Beautifully presented pork lacked the pizazz of other selections. Photo by Roan Poulter
Pan-Seared Scallop with Chorizo, Roasted Red Pepper Coulis, and a Parmesan Crisp – I watched no less than five people leave the line when they discovered there would only be one scallop per serving. However, this dish is worth the money. You're not going to get filled up with it, but the taste profile on this is unique. The parmesan crisp gives an earthy snap to what might have been a soggy mess otherwise. The chorizo is subtle and doesn't overpower the scallop. The whole piece must be consumed together to achieve the full effect.

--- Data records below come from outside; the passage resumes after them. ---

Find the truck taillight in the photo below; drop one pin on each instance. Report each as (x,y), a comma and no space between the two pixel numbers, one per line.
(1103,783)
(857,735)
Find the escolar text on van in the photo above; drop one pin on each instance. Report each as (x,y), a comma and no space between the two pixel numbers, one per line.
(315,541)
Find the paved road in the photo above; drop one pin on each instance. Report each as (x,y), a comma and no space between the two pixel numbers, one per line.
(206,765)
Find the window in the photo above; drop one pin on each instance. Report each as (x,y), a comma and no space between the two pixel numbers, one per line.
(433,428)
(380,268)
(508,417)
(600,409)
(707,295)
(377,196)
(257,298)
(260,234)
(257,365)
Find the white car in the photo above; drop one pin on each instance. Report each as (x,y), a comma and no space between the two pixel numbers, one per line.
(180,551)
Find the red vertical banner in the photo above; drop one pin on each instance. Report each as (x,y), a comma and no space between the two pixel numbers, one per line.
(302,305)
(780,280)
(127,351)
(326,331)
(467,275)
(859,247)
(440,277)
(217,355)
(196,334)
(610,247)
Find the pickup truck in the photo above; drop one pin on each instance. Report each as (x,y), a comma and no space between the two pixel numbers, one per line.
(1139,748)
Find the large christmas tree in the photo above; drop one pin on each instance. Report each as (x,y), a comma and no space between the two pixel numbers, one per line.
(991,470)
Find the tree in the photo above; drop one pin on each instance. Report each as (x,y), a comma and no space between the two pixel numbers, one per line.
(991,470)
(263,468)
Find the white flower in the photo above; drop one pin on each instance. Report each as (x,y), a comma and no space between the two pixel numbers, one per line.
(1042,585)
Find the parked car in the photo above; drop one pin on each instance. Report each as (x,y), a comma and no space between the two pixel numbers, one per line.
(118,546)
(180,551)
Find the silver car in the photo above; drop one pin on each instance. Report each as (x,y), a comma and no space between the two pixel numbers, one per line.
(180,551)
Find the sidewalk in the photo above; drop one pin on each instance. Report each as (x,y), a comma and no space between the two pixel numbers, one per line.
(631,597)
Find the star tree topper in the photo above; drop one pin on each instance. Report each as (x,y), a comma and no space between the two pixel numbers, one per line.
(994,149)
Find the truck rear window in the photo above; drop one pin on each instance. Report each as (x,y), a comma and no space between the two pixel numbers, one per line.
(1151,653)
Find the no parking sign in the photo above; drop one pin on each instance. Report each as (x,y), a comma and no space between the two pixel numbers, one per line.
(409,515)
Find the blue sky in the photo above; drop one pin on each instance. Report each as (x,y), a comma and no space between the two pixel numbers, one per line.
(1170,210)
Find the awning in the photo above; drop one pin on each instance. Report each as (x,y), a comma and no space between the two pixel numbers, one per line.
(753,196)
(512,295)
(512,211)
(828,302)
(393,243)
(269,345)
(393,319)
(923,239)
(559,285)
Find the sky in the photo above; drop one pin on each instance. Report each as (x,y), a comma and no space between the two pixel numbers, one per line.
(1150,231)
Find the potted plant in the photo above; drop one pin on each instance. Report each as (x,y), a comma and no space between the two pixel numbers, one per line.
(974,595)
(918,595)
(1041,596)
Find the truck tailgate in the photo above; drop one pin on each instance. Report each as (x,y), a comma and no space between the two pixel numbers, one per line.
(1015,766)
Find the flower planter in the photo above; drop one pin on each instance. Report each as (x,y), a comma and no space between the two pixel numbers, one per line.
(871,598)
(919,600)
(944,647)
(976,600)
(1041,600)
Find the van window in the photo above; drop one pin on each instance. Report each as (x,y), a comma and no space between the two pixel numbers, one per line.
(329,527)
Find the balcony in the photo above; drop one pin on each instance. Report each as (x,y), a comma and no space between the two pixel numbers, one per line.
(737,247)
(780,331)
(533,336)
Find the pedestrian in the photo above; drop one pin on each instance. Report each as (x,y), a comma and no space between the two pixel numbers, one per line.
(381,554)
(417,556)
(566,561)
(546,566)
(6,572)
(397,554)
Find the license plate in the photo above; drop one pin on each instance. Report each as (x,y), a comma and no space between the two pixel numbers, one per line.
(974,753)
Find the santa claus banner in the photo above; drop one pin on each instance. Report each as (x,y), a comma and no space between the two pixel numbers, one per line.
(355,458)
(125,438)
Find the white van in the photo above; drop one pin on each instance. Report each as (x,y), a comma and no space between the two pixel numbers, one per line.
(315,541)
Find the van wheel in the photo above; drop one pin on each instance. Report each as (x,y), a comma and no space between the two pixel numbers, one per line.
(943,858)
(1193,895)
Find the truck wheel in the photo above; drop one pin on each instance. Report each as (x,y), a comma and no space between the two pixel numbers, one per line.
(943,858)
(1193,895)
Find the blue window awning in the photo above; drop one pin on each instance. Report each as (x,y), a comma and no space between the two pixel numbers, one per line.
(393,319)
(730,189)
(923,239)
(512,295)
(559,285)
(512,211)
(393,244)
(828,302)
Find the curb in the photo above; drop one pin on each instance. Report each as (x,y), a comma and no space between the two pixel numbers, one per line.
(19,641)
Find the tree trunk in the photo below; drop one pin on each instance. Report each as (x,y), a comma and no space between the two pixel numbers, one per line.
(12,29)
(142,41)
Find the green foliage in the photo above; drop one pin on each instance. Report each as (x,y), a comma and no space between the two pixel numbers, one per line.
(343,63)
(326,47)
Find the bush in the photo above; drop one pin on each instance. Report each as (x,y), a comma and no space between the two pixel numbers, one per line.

The scallop is a truly magnificent bite. Photo by Roan Poulter
Triple Chocolate Mousse, Chocolate Crunch, Dark Chocolate Sauce, and Gold Leaf from our Master Pastry Chef – This chocolate mousse is great, and I could probably replicate this at home. Here is where the Chefs at yet another festival have let us down. I had hoped for a better class of dessert worthy to follow such an inspired offering of savory treats. Comment below if you found something I missed.
A delicious, but uninspired chocolate mousse. Photo by Roan Poulter
Dad (42): 4.7 of 5 – Try not to calculate how much you spend on food. Focus instead on the amazing offerings you are indulging in at a Theme Park.
- Food Quality: 5 of 5
- Value for money spent: 3.5 of 5
- Ambiance: 4.5 of 5
Mom (41): 4.5 of 5 – The food was beyond amazing. The lines were very slow moving.
Daughter (18): 4.5 of 5 – Can we just go to a restaurant; this is taking forever.